Unnamed: 0,0,1,2,3,4,5,6,7,8,9,...,1232,1233,1234,1235,1236,1237,1238,1239,1240,1241
0,1.0,0.0,0.053536,0.0,0.0,0.018914,0.005503,0.004386,0.015429,0.014146,...,0.037887,0.0,0.0,0.009019,0.054977,0.029931,0.0,0.011928,0.045286,0.0
1,0.0,1.0,0.0,0.017747,0.0,0.0,0.0,0.049478,0.0,0.0,...,0.0,0.023378,0.0,0.0,0.0,0.050286,0.008859,0.0,0.0,0.0
2,0.053536,0.0,1.0,0.0,0.0,0.0,0.037943,0.0,0.0,0.020088,...,0.0,0.0,0.0,0.0,0.049408,0.0,0.0,0.020578,0.051659,0.0
3,0.0,0.017747,0.0,1.0,0.0,0.013005,0.0,0.0,0.0,0.015674,...,0.0,0.013241,0.0,0.014726,0.03382,0.0,0.0,0.0,0.0,0.0
4,0.0,0.0,0.0,0.0,1.0,0.0,0.0,0.0,0.009644,0.0532,...,0.0,0.0,0.0,0.0,0.022652,0.024015,0.0,0.0,0.0,0.041415


In [28]:
book_list = book_df['title'].values
author_list = book_df['author'].values

# adapted from Week 8 Coding Practice, this will return the top 3 similar books for a given book
def book_recommender(book_title, books=book_list, authors=author_list, doc_sims=doc_similarity_df): 
    book_index = np.where(books == book_title)[0][0]
    book_similarities = doc_sims.iloc[book_index].values 
    similar_book_indices = np.argsort(-book_similarities)[1:4]
    similar_books = books[similar_book_indices]
    similar_authors = authors[similar_book_indices]
    
    books_with_authors = []
    for i in range(len(similar_books)):
        b_title = similar_books[i]
        b_author = similar_authors[i]
        books_with_authors.append(str(b_title + 'by ' + b_author))
    return books_with_authors

### Randomly Select 5 Books and Generate Recommendations 

In [18]:
import random
random_books = random.choices(book_list, k=5)
print(random_books)

['The Fine Print ', 'When He Was Wicked ', 'Definitely Dead ', 'To Have and to Hoax ', 'The Marriage Game ']


In [29]:
for book in random_books:
    for b in range(len(book_list)):
        if book_list[b] == book:
            print('Book: ' + book + 'by ' + author_list[b])
            print('Top 3 Recommended Books:', book_recommender(book_title=book))
            print()

Book: The Fine Print by Lauren Asher
Top 3 Recommended Books: ['Idol by Kristen Callihan', 'This Heart of Mine by Lisa Kleypas', 'The Kiss Thief by L.J. Shen']

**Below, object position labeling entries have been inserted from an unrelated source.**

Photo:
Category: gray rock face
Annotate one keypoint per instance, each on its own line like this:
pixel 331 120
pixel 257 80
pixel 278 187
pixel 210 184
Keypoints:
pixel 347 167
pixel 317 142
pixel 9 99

Book: When He Was Wicked by Julia Quinn
Top 3 Recommended Books: ['Rule by Jay Crownover', "The Lover's Dictionary by David Levithan", 'Entwined with You by Sylvia Day']

Book: Definitely Dead by Charlaine Harris
Top 3 Recommended Books: ['All Together Dead by Charlaine Harris', 'Dead Until Dark by Kate Stayman-London', 'From Dead to Worse by Charlaine Harris']

Book: To Have and to Hoax by Martha Waters
Top 3 Recommended Books: ['Him by Sarina Bowen', "Lady Isabella's Scandalous Marriage by Jennifer Ashley", 'Ten Tiny Breaths by K.A. Tucker']

Book: The Marriage Game by Sara Desai
Top 3 Recommended Books: ['Layla by Colleen Hoover', 'White Hot Kiss by Jennifer L. Armentrout', 'Wallbanger by Alice Clayton']



## Personal Contribution Statement
Working on this section of the project gave me different ideas of how I could improve the recommendation engine. The first idea I had was to add columns for 2-3 subgenres for the books. This would add another dimension to determining the similarity between books. The second idea I had was to filter out books with the same author when giving a recommendation because reading a book by the same author seems like a given. By eliminating books by the same author, I would be able to provide more recommendations for the user. The biggest element of the project I need to nail down is how I want the user to enter the book that the want recommendations for. Ideally, the user would be able to enter the name of any romance book. However, the way the recommendation engine is set up now it can only provide recommendations for books that exist in the dataset. I am brainstorming a way to search Goodreads for information about the user's selected book and compare it to the books in the dataset.